Proses Pengalihan Penahanan dan Pemeriksaan Kesehatan
Juru Bicara KPK Budi Prasetyo menjelaskan bahwa pengalihan jenis penahanan ini dilakukan pada Senin (23/3/2026) sebagai bagian dari kebutuhan penyidikan yang sedang berlangsung. Sebelum kembali ke Rutan KPK, Yaqut terlebih dahulu menjalani pemeriksaan kesehatan oleh tim dokter di Rumah Sakit Bhayangkara TK. I R Said Sukanto di Jakarta Timur. Budi menegaskan bahwa proses ini tidak terkait dengan kondisi kesehatan Yaqut, melainkan atas permohonan dari pihak keluarga.
KPK memastikan bahwa penyidikan perkara dugaan korupsi kuota haji akan terus berjalan sesuai mekanisme hukum. Lembaga ini menargetkan untuk segera merampungkan berkas perkara guna dilimpahkan ke tahap penuntutan. Yaqut telah menjadi tahanan KPK sejak Kamis (19/3/2026), dengan informasi awal yang diungkap oleh istri mantan Wakil Menteri Ketenagakerjaan, Silvia Rinita Harefa, usai menjenguk suaminya pada momen Lebaran.

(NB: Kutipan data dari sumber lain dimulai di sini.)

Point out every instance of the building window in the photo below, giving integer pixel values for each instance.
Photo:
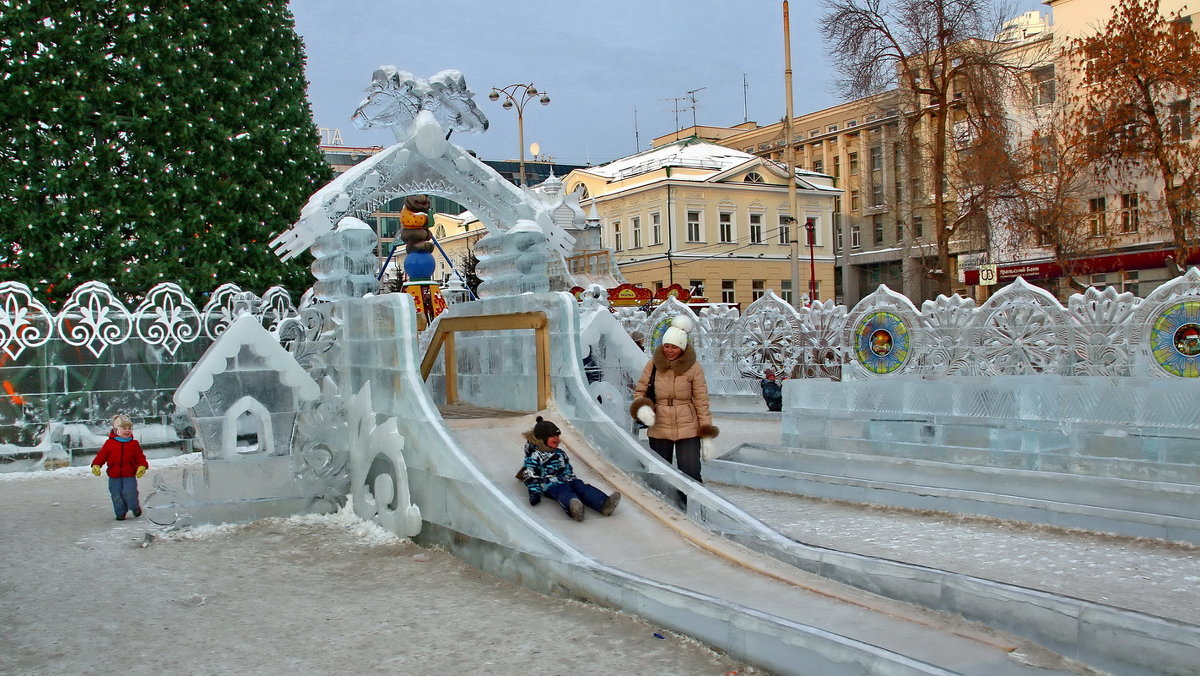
(694, 226)
(1096, 208)
(1043, 85)
(1179, 124)
(726, 227)
(755, 228)
(1129, 219)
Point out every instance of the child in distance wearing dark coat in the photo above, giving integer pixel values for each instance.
(547, 471)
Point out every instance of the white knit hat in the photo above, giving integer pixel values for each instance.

Latar Belakang dan Perkembangan Kasus
Kasus ini bermula ketika KPK menahan Yaqut dalam dugaan korupsi kuota haji. Setelah ramainya kesaksian dari pihak keluarga, KPK kemudian mengubah status penahanannya menjadi tahanan rumah untuk sementara waktu. Namun, dengan selesainya tes kesehatan, Yaqut kini kembali ke rutan KPK untuk melanjutkan proses hukum. Proses ini menunjukkan komitmen KPK dalam menindaklanjuti kasus korupsi dengan transparan dan sesuai prosedur.
Dalam pernyataannya, Budi Prasetyo menekankan bahwa perubahan status penahanan ini murni berdasarkan permintaan keluarga dan tidak ada kaitannya dengan kondisi medis Yaqut. Hal ini sekaligus mengklarifikasi spekulasi yang beredar sebelumnya. Dengan kembalinya Yaqut ke rutan, diharapkan penyidikan dapat berjalan lebih lancar dan cepat menuju penyelesaian.